December 15, 2017

Mistake #8 – Failure to Stay the Course, Reacting to Pressures and Temptations

I have too often seen and experienced cases where early stage companies are unwilling to put a stake in the ground about which markets they are going to focus on or they chase deals “opportunistically”, resulting in spreading their resources too thin and investing in opportunities that have little chance of success.

Some scenarios I have seen include:

  • The company started off with a well-defined market segment, but when sales didn’t start happening as quickly as they hoped for, they started second guessing their decision and brainstorming other potential markets and start spreading their efforts across multiple market segments.
  • Someone in the company identified a market segment that had strong potential upside, and even though the product was not developed for that market segment and there were well established companies already in that market area, the company ” opportunistically” chased after RFPs in that area, when in reality the chance of winning the RFP was very small.
  • While still trying to ramp up initial sales, executives or investors start throwing out other ideas of where the product might fit.  E.g., asking questions such as, “why aren’t we pursuing this opportunity or don’t you think that these people they might be able to use our product?”   Since the question (or perceived directive) is coming from someone in authority, you bend a little and say, sure, we’ll take a look at that, taking your away from your original focus.
  • Most commonly, though, is that the company thought they had a great idea and never did any market validation or put any thought into who would be the best target markets, so their marketing and sales efforts are like throwing spaghetti on the wall, hoping that something will stick.
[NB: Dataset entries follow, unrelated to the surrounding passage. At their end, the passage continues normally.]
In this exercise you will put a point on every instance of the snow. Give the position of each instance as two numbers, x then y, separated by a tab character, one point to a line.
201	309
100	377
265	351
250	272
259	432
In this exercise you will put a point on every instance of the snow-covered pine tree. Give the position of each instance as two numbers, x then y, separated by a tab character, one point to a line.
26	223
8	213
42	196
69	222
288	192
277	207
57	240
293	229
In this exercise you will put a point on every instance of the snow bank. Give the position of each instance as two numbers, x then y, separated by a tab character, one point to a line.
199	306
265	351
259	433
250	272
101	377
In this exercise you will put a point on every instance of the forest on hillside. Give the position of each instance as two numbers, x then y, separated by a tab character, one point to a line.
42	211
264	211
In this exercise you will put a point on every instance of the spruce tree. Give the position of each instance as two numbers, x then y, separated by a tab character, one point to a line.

Not defining and sticking to a clear target market segments creates multiple problems for the company.

  1. Early stage companies have limited resources and they cannot try to market and sell to a broad market and they can ill afford to do hit and miss marketing until they finally find something that sticks.
  2. Too often, the company creates a flurry of wasted activity as marketing creates new marketing materials, development adds new capabilities to the product and many people invest a number of cycles in chasing opportunities or responding to RFPs, all in the name of making it look like you have a product for a particular market or opportunity, but in the end, it is all for naught because you never really had a chance.
  3. You aren’t communicating clear and consistent messages to the market about who you are as a company and what you do.

Keep The Course

If you have diligently completed your market validation work up front and have continually validated the work with your target market segment, you should be confident in your decision, even in the face of heavy pressure pushing you or temptations pulling you into non-targeted markets, and stay true to course.

When to Change Course

There will be times when it is valid, and necessary, to change the course (or Pivot, using Lean Start-up terminology).  The key is that this decision to change course should be done with thoughtful consideration and evidence and not as a knee-jerk reaction to the above mentioned temptations and pressures.   The market can be fickle, and in spite of all of the hard work you did via market validation and by continually validating your approach with your target market, you may still miss the mark, since the markets true intentions and perspectives are only discovered once they actually have to put money on the table.

Here are some examples of situations that are evidence that a course change may be required:

  • The Pain (problem) the target market expressed was not nearly as critical as originally indicated and when asked to pay, they balk.
  • The problem is important, but there are other investment areas that are a much higher priority.
  • In the time that you took to get the product to market, market conditions have changed such that your product is not nearly as important as originally believed to be.
  • A competitor has beat you to the market and staked the claim of where you thought you were going to compete.
  • The Pain exists but your approach to solving doesn’t resonate with the target audience.
  • Any other execution issue on your part where you missed getting the right product for the right market (Product/Market Fit)

Steps to Stay the Course

  1. Do your upfront market validation work to ensure you clearly understand the problem you are solving and the target market with the biggest Pain.
  2. Continually validate your product development efforts with this target market until you have a Minimally Viable Product (MVP) that they are willing to pay for.
  3. Stay the course and keep focused on this target market until clear circumstances tell you to change course or that you are ready to expand your efforts.